Subcutaneous Perineural Injections

Perineural Subcutaneous Injections (PSI)

Definition: Injection close to subcutaneous (“under the skin”) nerves to restore their normal function.

How PSI Works: There is another type of inflammation that has been recognized, called neuropathic inflammation. This type of inflammation is produced by special small sensory nerves that are protein producing (“peptidergic”). These nerves normally produce proteins that can be healing or damaging. When produced damaging proteins that is called “neuropathic inflammation” (see below). There are many scientific articles published each month on this type of inflammation. Dextrose injection in low concentration (5%) reduces neuropathic inflammation. This does not stimulate AA inflammation; the primary intent is to treat nerves, not ligaments, tendons, or cartilage. The primary intent is not to grow new tissue. That is why, although related, we no longer describe this as “prolotherapy.”

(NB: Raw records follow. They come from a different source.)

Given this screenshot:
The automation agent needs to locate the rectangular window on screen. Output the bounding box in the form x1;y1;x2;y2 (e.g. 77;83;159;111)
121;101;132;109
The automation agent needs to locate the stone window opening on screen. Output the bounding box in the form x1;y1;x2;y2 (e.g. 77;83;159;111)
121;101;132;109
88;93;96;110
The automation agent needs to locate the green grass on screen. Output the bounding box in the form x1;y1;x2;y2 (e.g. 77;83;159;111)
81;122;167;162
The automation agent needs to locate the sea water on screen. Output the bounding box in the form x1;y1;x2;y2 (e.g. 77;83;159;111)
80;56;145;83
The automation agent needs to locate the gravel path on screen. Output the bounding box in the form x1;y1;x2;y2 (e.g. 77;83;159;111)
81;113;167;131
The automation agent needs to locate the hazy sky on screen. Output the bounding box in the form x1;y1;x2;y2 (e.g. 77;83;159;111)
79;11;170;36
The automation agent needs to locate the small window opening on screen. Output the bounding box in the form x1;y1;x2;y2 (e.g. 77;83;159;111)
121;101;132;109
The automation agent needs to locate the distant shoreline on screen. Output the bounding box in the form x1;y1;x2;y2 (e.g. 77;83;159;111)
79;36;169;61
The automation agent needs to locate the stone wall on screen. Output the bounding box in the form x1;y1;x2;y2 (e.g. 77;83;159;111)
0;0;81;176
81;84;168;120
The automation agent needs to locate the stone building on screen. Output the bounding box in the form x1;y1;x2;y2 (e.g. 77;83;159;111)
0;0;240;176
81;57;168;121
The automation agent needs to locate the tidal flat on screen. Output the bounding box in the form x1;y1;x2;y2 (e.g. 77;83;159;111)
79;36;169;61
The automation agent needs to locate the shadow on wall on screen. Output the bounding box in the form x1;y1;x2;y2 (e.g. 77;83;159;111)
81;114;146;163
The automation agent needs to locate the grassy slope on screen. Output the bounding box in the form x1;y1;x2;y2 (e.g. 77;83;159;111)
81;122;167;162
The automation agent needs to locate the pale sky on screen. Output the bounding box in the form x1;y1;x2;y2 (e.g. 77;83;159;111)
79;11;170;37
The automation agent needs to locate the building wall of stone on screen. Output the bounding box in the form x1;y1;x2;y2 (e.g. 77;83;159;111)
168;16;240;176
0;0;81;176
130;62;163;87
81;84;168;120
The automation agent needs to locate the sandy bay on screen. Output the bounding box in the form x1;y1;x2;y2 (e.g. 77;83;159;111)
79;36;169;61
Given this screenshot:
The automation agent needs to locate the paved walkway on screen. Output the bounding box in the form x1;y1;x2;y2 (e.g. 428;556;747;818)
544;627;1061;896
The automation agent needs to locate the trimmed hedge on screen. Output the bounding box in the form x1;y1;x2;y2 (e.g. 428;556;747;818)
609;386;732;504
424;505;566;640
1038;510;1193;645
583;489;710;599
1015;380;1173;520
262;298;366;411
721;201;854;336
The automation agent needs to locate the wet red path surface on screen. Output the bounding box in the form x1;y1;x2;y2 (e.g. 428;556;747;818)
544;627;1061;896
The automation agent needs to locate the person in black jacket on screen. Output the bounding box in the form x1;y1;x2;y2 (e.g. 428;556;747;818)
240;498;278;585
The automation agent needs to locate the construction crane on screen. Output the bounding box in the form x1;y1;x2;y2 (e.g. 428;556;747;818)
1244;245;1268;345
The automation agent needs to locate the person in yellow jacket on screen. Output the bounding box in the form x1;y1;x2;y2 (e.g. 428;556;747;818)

Why can’t you take a pill for reversing nerve inflammation? There are a number of medications that calm the nerve, but don’t heal it; some of these meds are gabapentin (Neurontin), pregabalin (Lyrica) or duloxetine (Cymbalta).  However, medications that reduce the actual nerve inflammation of nerves all over the body, also create undesirable side effects such as:

  • dizziness
  • drowsiness
  • weakness
  • constipation
  • blurred vision,
  • loss of balance or coordination.

These side effects have blocked the completion of some clinical trials, although medication trials continue.  Injection to directly treat the nerves does not affect nerves all over the body, so side effects are not seen. In addition, there are creams which help reduce nerve inflammation, with mannitol cream particularly well tolerated.  Vitamin D cream helps as well but is made by compounding pharmacies and will be more expensive.   Dextrose cream helps but is “tacky” on the skin.  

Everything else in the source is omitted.